The Reptile Brain Fights Back: Extinction Bursts


Let’s suppose that you’ve got a habit you want to break. You’ve followed the following five habit-breaking rules:

1. Tell a friend you’re going to break a habit to help put pressure on yourself to actually follow through
2. Be persistent; whether making or breaking a habit, it’s generally believed you need about 60 days of reinforced behavior to cement a change
3. Enlist a friend for moral support when you find your will weakening
4. Plan out a meaningful reward to give yourself once the habit is eradicated
5. Keep track of your daily progress towards breaking the habit to reinforce positive habit-breaking behavior

Everything’s going smoothly, and then just when you think you've rewired your brain, you’re blindsided by a sneak attack from within.

Once you understand that your rational brain is up against an internal conspirator, you might not be surprised to discover the nemesis is your emotional brain, sometimes known as your reptilian brain, which has some habit maintenance shenanigans up its proverbial sleeve.

The shenanigan in question is known as extinction burst. And your reptilian brain cleverly waits to spring the trap only after you’ve essentially overcome your bad habit, and you are literally in the very final stage of habit change, with a given habit all but eradicated.

An extinction burst is much like a Hail Mary play in football, where desperation drives an all-or-nothing strategy for success. Your reptilian brain makes a final push to reestablish your old habit.

Take healthy eating, for example.

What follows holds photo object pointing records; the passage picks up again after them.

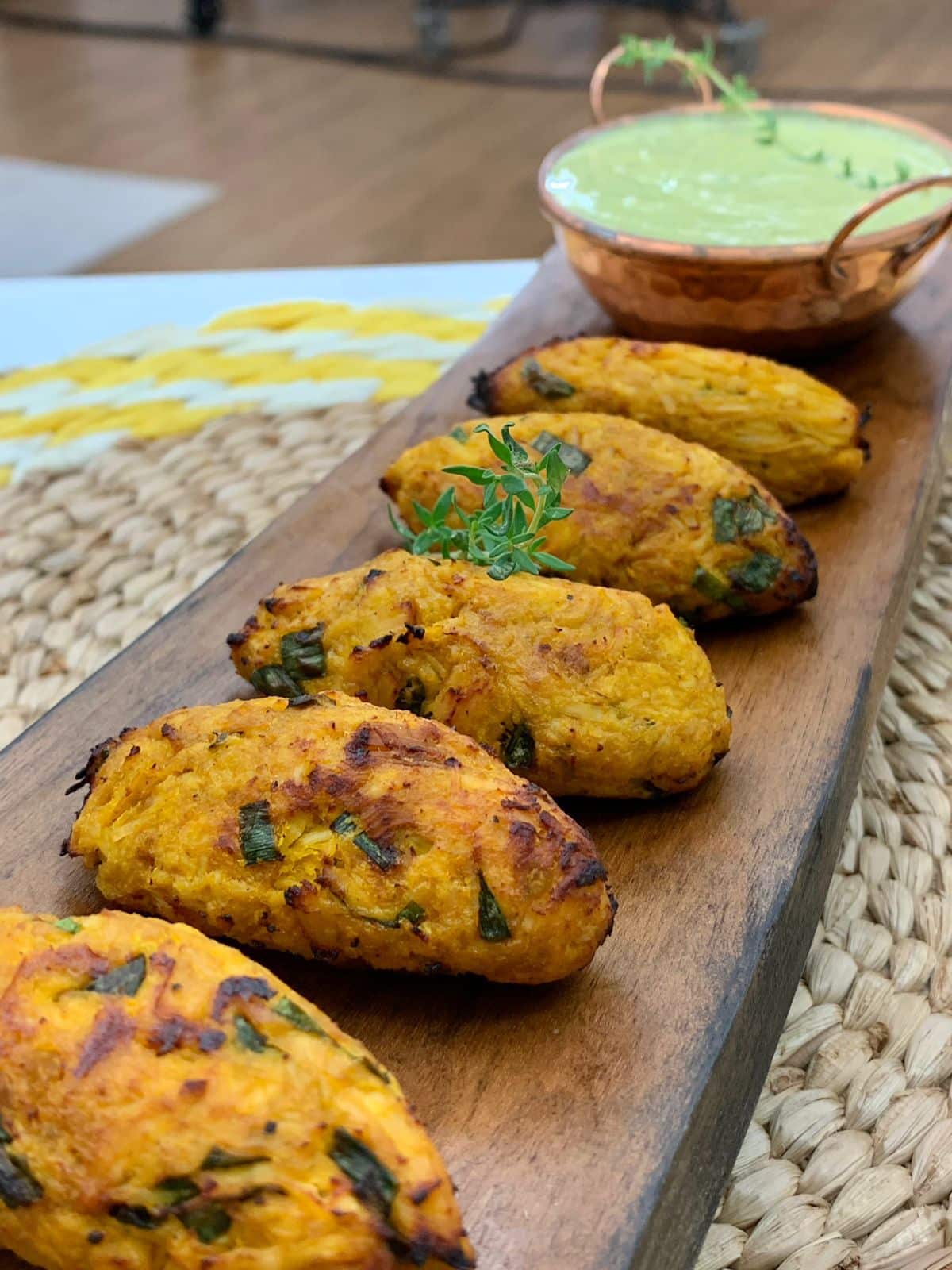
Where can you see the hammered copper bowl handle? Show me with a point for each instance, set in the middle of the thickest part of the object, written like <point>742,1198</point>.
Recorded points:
<point>600,75</point>
<point>904,257</point>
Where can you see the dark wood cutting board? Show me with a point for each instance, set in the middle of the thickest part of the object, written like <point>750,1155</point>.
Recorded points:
<point>588,1124</point>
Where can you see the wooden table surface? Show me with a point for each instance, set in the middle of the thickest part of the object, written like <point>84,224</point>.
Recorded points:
<point>589,1124</point>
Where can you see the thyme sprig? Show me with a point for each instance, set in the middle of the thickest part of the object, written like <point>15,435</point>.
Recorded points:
<point>505,533</point>
<point>735,93</point>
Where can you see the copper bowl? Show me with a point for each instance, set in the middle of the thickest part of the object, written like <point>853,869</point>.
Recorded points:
<point>761,298</point>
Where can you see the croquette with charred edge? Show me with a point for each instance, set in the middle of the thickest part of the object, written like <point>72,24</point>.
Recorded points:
<point>797,435</point>
<point>651,514</point>
<point>340,829</point>
<point>167,1103</point>
<point>583,690</point>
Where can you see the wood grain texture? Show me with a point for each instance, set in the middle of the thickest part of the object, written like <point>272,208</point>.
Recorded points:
<point>324,163</point>
<point>588,1124</point>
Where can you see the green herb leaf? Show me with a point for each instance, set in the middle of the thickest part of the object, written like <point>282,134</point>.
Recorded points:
<point>711,586</point>
<point>220,1159</point>
<point>177,1191</point>
<point>493,925</point>
<point>734,94</point>
<point>412,696</point>
<point>545,383</point>
<point>302,653</point>
<point>349,827</point>
<point>574,459</point>
<point>248,1035</point>
<point>274,681</point>
<point>372,1181</point>
<point>384,856</point>
<point>207,1223</point>
<point>517,503</point>
<point>758,573</point>
<point>344,825</point>
<point>740,518</point>
<point>257,833</point>
<point>518,747</point>
<point>298,1018</point>
<point>18,1187</point>
<point>137,1216</point>
<point>125,981</point>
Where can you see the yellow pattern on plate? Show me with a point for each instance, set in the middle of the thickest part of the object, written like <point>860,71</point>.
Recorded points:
<point>274,359</point>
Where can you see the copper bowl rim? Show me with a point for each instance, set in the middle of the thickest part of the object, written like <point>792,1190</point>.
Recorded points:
<point>631,244</point>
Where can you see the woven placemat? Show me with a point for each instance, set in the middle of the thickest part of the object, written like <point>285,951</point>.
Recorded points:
<point>848,1161</point>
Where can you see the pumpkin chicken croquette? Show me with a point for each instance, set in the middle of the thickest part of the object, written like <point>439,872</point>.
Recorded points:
<point>651,512</point>
<point>338,829</point>
<point>583,690</point>
<point>797,436</point>
<point>165,1104</point>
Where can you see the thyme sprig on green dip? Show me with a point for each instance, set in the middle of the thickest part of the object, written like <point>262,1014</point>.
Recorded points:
<point>735,93</point>
<point>505,535</point>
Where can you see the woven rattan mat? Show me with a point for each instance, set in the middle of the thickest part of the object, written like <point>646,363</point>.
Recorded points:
<point>848,1161</point>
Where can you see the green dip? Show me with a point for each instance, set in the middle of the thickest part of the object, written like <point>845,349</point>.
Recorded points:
<point>706,179</point>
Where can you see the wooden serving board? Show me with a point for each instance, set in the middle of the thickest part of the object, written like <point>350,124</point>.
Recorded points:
<point>589,1124</point>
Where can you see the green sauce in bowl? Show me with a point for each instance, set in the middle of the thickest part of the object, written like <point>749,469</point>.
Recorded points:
<point>704,178</point>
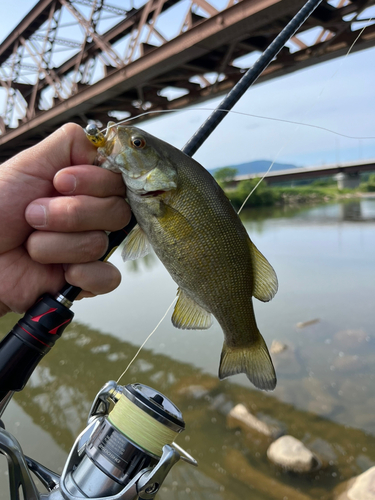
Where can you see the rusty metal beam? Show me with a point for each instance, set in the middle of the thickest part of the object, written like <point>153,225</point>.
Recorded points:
<point>134,82</point>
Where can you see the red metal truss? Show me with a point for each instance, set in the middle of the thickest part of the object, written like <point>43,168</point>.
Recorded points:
<point>85,60</point>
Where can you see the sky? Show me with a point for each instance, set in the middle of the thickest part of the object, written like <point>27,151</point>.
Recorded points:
<point>338,95</point>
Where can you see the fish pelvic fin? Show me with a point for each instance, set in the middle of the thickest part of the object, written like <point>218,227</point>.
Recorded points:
<point>265,279</point>
<point>136,245</point>
<point>188,315</point>
<point>253,360</point>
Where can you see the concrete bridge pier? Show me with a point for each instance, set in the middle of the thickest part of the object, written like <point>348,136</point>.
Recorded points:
<point>348,181</point>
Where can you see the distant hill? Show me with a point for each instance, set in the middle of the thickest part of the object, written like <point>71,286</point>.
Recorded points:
<point>253,167</point>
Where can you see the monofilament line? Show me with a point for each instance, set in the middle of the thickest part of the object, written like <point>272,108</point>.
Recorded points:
<point>242,113</point>
<point>301,123</point>
<point>153,331</point>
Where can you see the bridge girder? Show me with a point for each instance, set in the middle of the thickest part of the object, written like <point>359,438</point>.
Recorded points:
<point>130,66</point>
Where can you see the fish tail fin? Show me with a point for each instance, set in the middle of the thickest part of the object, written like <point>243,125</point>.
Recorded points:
<point>254,360</point>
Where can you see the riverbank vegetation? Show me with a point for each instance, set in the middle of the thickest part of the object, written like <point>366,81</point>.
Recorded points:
<point>319,190</point>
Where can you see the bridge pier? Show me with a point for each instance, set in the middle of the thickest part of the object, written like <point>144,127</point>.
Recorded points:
<point>348,181</point>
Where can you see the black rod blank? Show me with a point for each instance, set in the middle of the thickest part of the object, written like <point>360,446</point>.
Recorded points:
<point>249,78</point>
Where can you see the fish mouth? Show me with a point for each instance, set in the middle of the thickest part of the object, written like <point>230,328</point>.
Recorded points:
<point>151,194</point>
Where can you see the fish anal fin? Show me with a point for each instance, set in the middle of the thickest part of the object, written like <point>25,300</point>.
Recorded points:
<point>188,315</point>
<point>265,279</point>
<point>253,360</point>
<point>136,245</point>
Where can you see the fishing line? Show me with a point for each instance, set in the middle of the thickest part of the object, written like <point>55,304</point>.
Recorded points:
<point>299,124</point>
<point>153,331</point>
<point>307,111</point>
<point>262,117</point>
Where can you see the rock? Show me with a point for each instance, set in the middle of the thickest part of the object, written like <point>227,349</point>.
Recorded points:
<point>260,484</point>
<point>277,347</point>
<point>347,363</point>
<point>360,488</point>
<point>292,455</point>
<point>239,416</point>
<point>324,451</point>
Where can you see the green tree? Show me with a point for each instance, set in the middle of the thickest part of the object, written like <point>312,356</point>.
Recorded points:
<point>225,175</point>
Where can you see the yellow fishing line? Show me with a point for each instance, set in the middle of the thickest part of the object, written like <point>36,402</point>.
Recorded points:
<point>140,427</point>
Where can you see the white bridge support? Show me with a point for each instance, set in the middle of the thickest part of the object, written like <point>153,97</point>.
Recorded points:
<point>348,181</point>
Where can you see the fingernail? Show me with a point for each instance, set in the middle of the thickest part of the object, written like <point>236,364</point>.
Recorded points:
<point>67,183</point>
<point>36,215</point>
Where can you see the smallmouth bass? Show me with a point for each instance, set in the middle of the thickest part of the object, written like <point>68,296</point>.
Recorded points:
<point>185,216</point>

Suppose you’ve managed to avoid dessert for weeks and you’ve seen your hard-earned reduction in sugar intake showing in a positive way on the bathroom scale. It’s that big piece of chocolate cake that up until now you’ve been able to walk past that seems to reach out and grab at you, taunting you like the sirens in the Odyssey.

You can thank your reptilian brain for ramping up the chocolate cake craving to almost unbearable level. This might explain why dieters succumb to binging behavior after they’ve been so diligent in their efforts to kick their sugar addiction.

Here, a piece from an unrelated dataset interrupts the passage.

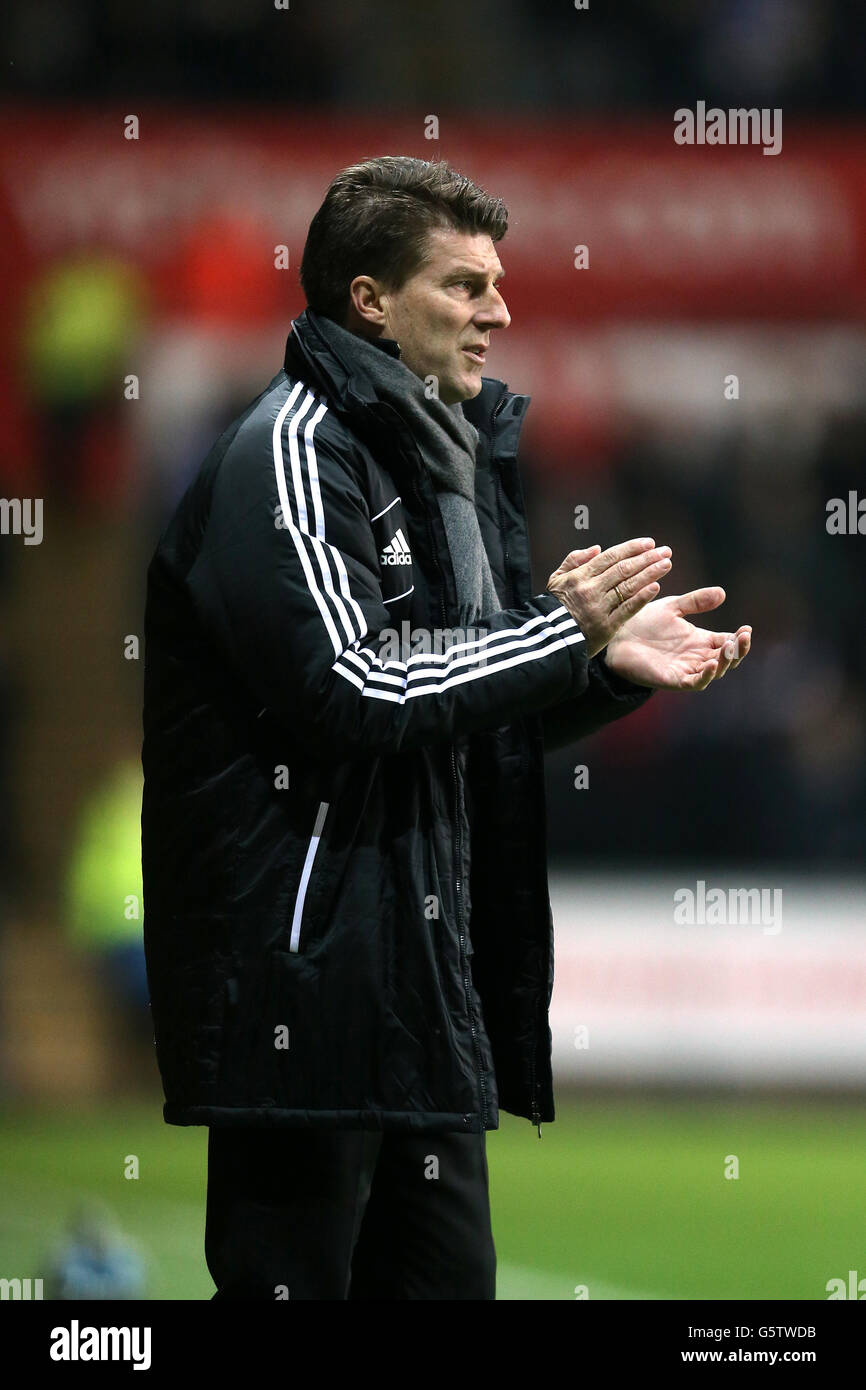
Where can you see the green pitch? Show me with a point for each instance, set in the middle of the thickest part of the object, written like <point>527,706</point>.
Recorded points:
<point>626,1197</point>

One theory for why your emotional brain might initiate a final extinction burst is that the wiring for a longtime habit is so deeply ingrained that the habit could be misidentified by part of your brain as something vital to survival. In much the same way that your body’s immune system can misidentify a food source as allergen.

Extinction bursts are extremely dangerous, largely because they are part of a process that originates from inside your brain. Unfortunately, there is no well established playbook for fending off an extinction burst.

Odysseus solved his problem and fear of succumbing to the siren song of temptation by having his shipmates lash him to the mast of his ship. That might have worked for the famous Greek, but ship masts aren’t always easy to find, especially when it comes to the dessert isle of your grocery store.